At this point, it seems unlikely that AECON Group Inc., the Canadian firm constructing the new port in Kingstown will be allowed to dredge material from the waters off the south east coast of St Vincent.
Minister of Finance Camillo Gonsalves explained on Monday that as part of the port modernization project, a significant amount of land reclamation has to take place in the Kingstown/Rose Place area.
“That means that fill material has to be sourced and placed along the coast, in much the same way that land was reclaimed to build the administrative complex while Prime Minister Mitchell was in office,” Gonsalves told SEARCHLIGHT.
However, fisherfolk from the East St George community where AECON wants to dredge, are pushing back, arguing last week that a move to dredge in the area will negatively impact the marine life, damaging their livelihood.
Gonsalves said AECON is currently seeking to source the fill material from a large underwater deposit of sand about 800 meters off the coast of Brighton and Argyle on the south east coast of St Vincent.
He said that administratively, AECON sought and received conditional planning approval to extract the material.
“However, when the Cabinet became aware of the issue, the Ministers had many questions related to the potential environmental and social impact of the activity.
Chief among these concerns was the impact on the replenishment of the sand dunes at Brighton Bay; the impact on the revetments and sea defences off the Argyle airport; the impact on marine life and biodiversity; and the impact on fisherfolk,” Gonsalves said.
He said Cabinet was shown an environmental and social assessment that left many questions unanswered and as such, Cabinet requested answers and clarifications from their technical team.
“To their credit, AECON has been working with our project implementation team to provide answers. There are a number of technical questions about sand replenishment, depth, wave height and bathymetry that are being studied by our engineers.
“Consultations are taking place among fisherfolk to ascertain impact, and video footage from dives in the area is being studied,” the finance minister said.
He stressed that the Government’s general position is that while The Physical Planning Unit gave conditional approval, the seabed is a resource of the State, and no agreement has been reached with AECON about selling that amount of sand, from that location.
The Finance minister said that conditional planning approval cannot compel a sale of the resource and the government will move deliberately, after studying all the data and taking into account the various social and environmental concerns, to see whether the proposed location is optimal; or whether another location is preferable in all the circumstances.
“The port is an important component of our national development plans.
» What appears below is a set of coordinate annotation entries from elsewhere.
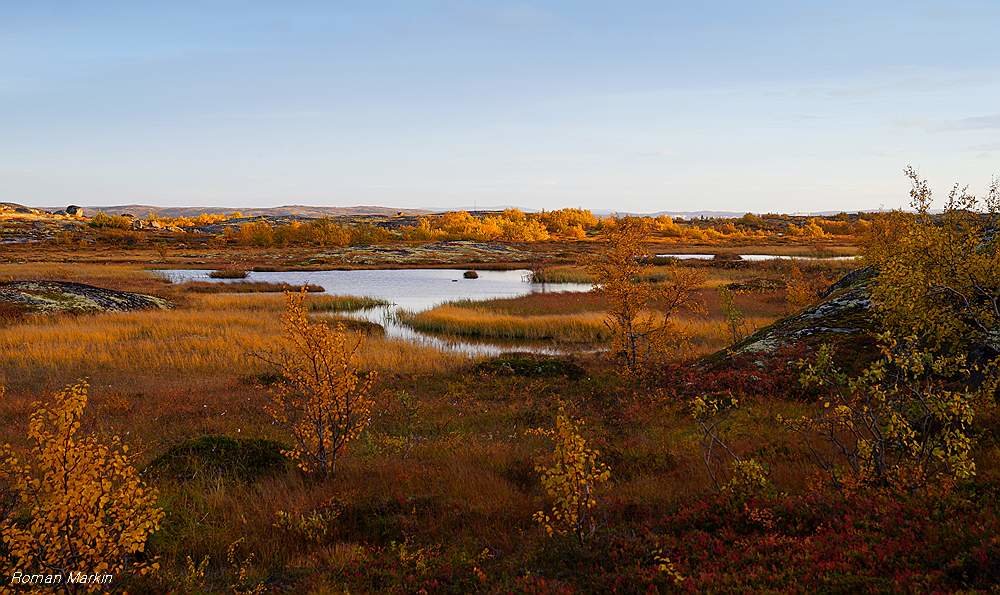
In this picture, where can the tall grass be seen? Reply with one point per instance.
(568, 328)
(214, 335)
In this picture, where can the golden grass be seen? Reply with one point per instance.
(246, 287)
(214, 336)
(587, 327)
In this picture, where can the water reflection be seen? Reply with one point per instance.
(411, 289)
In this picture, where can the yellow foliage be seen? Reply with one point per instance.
(80, 505)
(323, 399)
(570, 477)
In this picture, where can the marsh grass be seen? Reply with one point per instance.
(246, 287)
(464, 321)
(345, 303)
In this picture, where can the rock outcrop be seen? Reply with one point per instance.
(842, 317)
(61, 296)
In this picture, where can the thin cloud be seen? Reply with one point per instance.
(990, 122)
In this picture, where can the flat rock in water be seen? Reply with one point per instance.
(62, 296)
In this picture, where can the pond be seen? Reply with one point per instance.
(410, 289)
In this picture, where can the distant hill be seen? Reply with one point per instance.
(282, 211)
(370, 210)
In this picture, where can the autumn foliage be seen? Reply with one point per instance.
(78, 503)
(639, 312)
(322, 398)
(570, 475)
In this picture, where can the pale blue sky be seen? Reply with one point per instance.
(639, 106)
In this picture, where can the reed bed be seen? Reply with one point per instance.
(246, 287)
(586, 327)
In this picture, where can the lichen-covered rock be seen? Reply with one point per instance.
(842, 317)
(61, 296)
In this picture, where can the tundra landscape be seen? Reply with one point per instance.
(471, 296)
(755, 403)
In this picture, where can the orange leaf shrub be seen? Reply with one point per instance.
(322, 398)
(80, 507)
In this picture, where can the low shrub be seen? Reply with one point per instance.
(531, 365)
(241, 459)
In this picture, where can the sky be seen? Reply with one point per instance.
(763, 106)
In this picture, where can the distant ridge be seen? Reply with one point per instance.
(282, 211)
(363, 210)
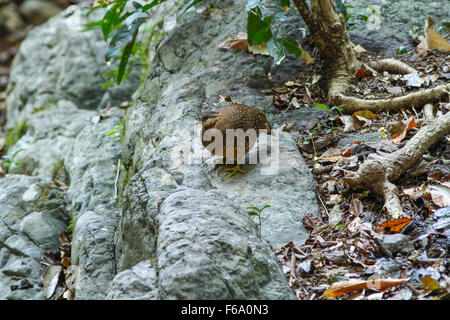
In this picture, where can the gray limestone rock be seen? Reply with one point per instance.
(28, 229)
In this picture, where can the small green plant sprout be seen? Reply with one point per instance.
(348, 17)
(401, 50)
(255, 211)
(116, 133)
(331, 114)
(8, 161)
(331, 117)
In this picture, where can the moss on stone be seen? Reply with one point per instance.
(14, 134)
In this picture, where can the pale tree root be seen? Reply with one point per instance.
(392, 66)
(379, 171)
(329, 33)
(415, 99)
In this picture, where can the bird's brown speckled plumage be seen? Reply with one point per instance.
(234, 116)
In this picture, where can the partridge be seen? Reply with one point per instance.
(234, 116)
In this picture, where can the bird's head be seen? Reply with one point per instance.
(208, 119)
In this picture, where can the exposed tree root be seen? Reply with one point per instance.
(328, 31)
(378, 171)
(415, 99)
(392, 66)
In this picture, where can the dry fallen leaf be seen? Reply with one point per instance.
(394, 226)
(440, 195)
(429, 284)
(434, 39)
(399, 136)
(356, 207)
(366, 114)
(342, 287)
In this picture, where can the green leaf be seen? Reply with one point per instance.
(124, 60)
(341, 7)
(252, 4)
(280, 16)
(111, 132)
(254, 24)
(111, 17)
(262, 36)
(152, 4)
(321, 106)
(123, 37)
(292, 46)
(107, 84)
(16, 153)
(189, 5)
(275, 48)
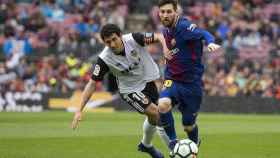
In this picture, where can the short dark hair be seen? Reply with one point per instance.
(109, 29)
(164, 2)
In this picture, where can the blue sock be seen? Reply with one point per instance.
(167, 122)
(193, 135)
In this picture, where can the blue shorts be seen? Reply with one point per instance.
(187, 95)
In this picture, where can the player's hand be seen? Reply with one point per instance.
(167, 54)
(77, 118)
(192, 27)
(213, 47)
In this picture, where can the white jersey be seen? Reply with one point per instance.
(134, 69)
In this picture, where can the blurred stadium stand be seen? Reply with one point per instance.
(49, 46)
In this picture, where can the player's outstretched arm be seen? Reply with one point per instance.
(213, 47)
(166, 52)
(89, 89)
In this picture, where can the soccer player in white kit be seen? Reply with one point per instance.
(127, 59)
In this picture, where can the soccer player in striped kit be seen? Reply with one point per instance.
(126, 57)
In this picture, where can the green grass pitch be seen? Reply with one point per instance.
(115, 135)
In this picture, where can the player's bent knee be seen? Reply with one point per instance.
(189, 128)
(152, 111)
(164, 105)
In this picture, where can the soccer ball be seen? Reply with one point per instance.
(184, 149)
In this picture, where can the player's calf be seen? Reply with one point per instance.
(192, 131)
(152, 151)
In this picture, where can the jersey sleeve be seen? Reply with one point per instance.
(143, 38)
(196, 34)
(99, 70)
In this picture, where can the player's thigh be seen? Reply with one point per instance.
(189, 107)
(167, 96)
(151, 92)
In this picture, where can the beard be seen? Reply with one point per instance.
(167, 22)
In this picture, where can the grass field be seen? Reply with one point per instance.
(115, 135)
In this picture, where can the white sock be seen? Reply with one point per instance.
(162, 134)
(148, 133)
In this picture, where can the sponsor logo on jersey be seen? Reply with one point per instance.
(96, 70)
(168, 83)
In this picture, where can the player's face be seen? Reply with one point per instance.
(115, 43)
(167, 15)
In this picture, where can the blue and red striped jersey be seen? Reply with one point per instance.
(187, 51)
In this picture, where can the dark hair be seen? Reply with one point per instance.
(164, 2)
(109, 29)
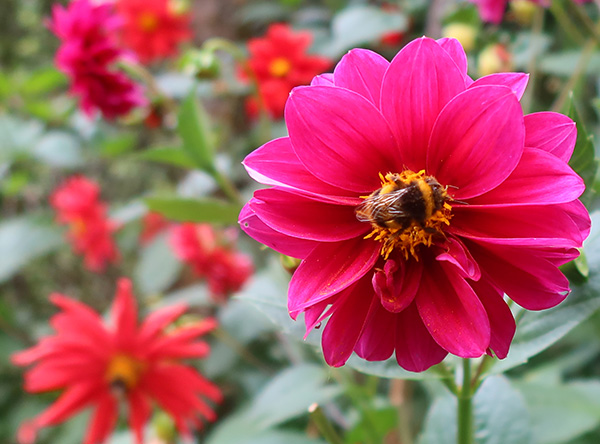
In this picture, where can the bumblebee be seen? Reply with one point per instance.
(402, 201)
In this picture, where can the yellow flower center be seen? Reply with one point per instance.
(280, 67)
(124, 372)
(409, 210)
(148, 22)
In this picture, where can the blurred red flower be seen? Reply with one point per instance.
(280, 62)
(100, 364)
(152, 224)
(88, 52)
(212, 255)
(78, 205)
(153, 28)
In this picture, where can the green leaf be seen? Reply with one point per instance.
(59, 149)
(195, 210)
(561, 63)
(167, 155)
(561, 412)
(43, 81)
(119, 144)
(374, 426)
(500, 416)
(360, 24)
(194, 128)
(537, 330)
(583, 159)
(286, 396)
(24, 239)
(157, 268)
(440, 422)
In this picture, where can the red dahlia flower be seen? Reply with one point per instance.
(280, 62)
(416, 198)
(212, 255)
(77, 204)
(493, 10)
(100, 364)
(87, 54)
(153, 28)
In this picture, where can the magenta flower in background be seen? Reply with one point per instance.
(493, 10)
(416, 198)
(88, 52)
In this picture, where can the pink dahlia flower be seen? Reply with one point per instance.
(102, 364)
(89, 49)
(416, 198)
(493, 10)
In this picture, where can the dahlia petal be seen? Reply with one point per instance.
(329, 269)
(580, 216)
(361, 71)
(158, 320)
(376, 343)
(104, 420)
(452, 312)
(552, 132)
(68, 404)
(527, 277)
(516, 81)
(139, 414)
(477, 141)
(298, 216)
(79, 317)
(458, 255)
(502, 323)
(323, 80)
(457, 53)
(416, 350)
(124, 313)
(284, 244)
(276, 164)
(539, 178)
(419, 82)
(397, 284)
(547, 225)
(346, 323)
(340, 137)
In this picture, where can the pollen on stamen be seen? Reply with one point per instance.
(395, 235)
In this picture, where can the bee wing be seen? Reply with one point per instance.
(375, 207)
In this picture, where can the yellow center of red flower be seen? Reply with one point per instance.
(148, 21)
(124, 372)
(409, 210)
(280, 67)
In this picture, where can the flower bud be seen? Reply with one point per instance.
(164, 427)
(465, 33)
(523, 11)
(203, 64)
(494, 58)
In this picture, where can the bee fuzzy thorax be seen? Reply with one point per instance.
(410, 209)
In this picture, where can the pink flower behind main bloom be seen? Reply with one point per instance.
(89, 49)
(493, 10)
(99, 364)
(416, 198)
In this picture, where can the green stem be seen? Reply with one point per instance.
(447, 378)
(324, 425)
(465, 407)
(536, 31)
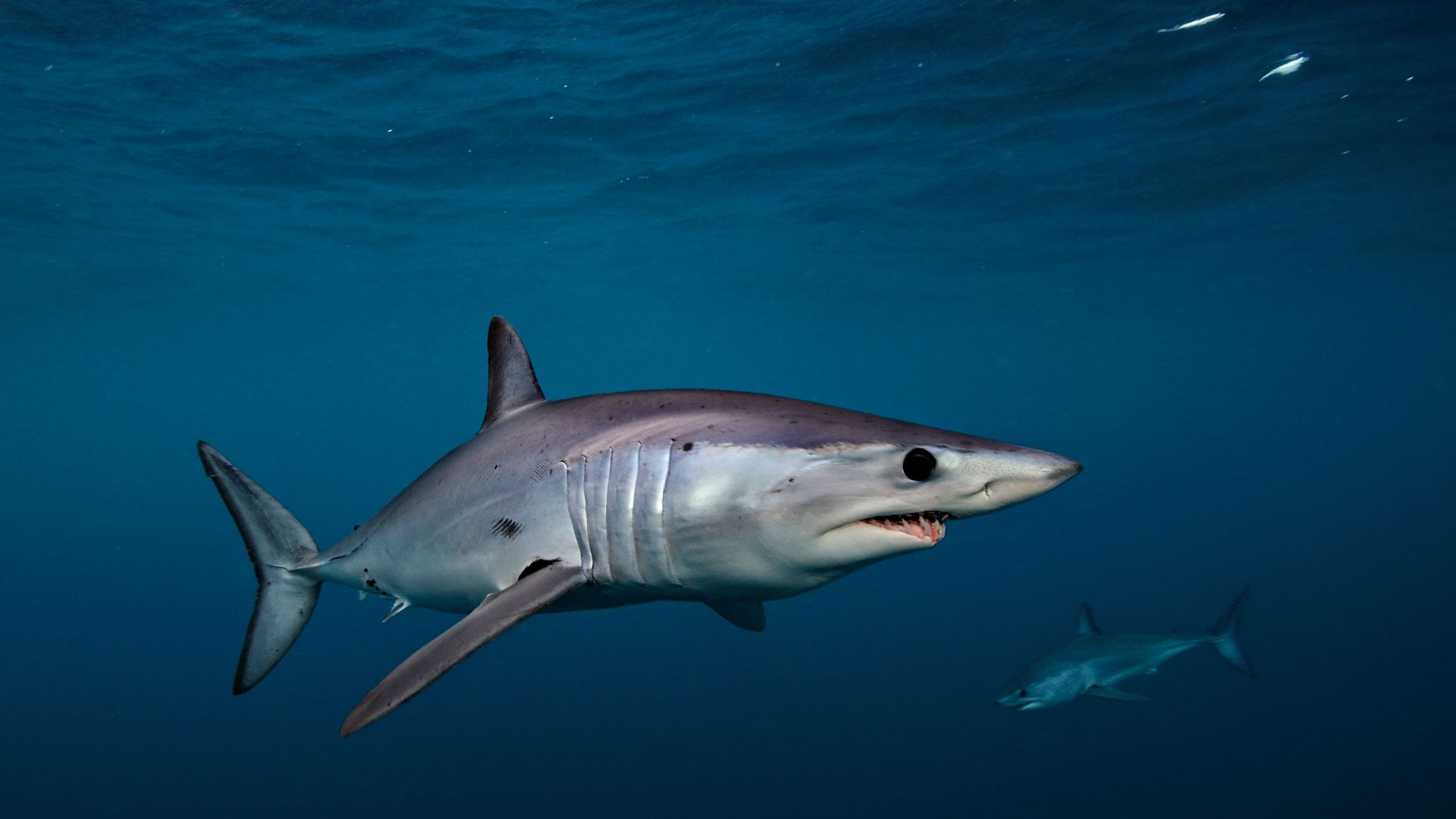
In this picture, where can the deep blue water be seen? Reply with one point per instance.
(284, 227)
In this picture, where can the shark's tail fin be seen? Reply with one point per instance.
(277, 546)
(1225, 635)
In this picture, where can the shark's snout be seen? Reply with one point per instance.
(1023, 477)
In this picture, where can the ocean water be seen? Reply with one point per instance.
(284, 227)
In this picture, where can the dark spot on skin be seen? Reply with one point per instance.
(537, 566)
(507, 528)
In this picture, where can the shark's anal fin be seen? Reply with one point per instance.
(488, 621)
(1114, 694)
(745, 614)
(513, 379)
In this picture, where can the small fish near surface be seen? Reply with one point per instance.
(1095, 664)
(727, 499)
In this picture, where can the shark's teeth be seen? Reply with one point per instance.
(925, 525)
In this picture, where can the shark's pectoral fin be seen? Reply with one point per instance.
(488, 621)
(745, 614)
(1114, 694)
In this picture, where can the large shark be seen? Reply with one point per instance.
(723, 498)
(1094, 662)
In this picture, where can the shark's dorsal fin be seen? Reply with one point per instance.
(745, 614)
(513, 379)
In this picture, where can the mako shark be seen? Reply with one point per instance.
(721, 498)
(1094, 662)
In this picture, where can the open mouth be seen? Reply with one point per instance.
(925, 525)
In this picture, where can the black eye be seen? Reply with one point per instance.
(919, 464)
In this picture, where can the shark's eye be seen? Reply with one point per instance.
(919, 464)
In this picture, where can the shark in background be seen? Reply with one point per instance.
(727, 499)
(1095, 664)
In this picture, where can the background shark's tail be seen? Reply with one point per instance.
(277, 544)
(1225, 635)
We are committed to constructing the port expeditiously. However, we are equally committed to building the port in an environmentally sustainable manner, with as small an impact as possible on our ecosystem and the livelihoods of Vincentians,” Gonsalves told SEARCHLIGHT.
Prime Minister Ralph Gonsalves also spoke about the issue on radio on Sunday, stressing also that AECON has not been granted permission to dredge.
“…Anybody who says there has been a decision is wrong,” the Prime Minister said, arguably in relation to a comment allegedly made by an AECON official last week during a consultation, that they had received permission to dredge and would commence sometime in March.
The Prime Minister said that he has not yet been persuaded to allow dredging in the area and everyone must be given a fair hearing in the matter.
SEARCHLIGHT was unable to reach AECON’s Senior Project Manager Tam Smith who is reported to have told fishermen during a consultation in Calliaqua last week that dredging in the area would not damage the ecosystem.
However, commenting on WE FM on Monday, January 23, environmentalist, Andrew Simmons, said while no one is against development, there must be a balance between development and care for the environment.
He said that the government should not provide a permit unless the necessary environmental impact assessment study is done by an independent agency.
Simmons said he has worked and studied the area for the last 45 years and there are coral reefs and sea grass on the sea bed.
“And we know how important the coral reef and the sea grass are in terms of helping to deal with climate change,” Simmons said while noting that the mangrove swamps have been completely destroyed in the area so it is now more important to preserve the sea bed.
“If you going to start to dredge that area, it means you’re pulling everything that is there that you know is stopping…a kind of resistance for the sea to come in,” Simmons said.
He said that dredging will remove a natural barrier that is there to stop the sea and it will destroy land area in the communities and that is dangerous.
Simmons said when we are talking about environment, we are talking about livelihoods.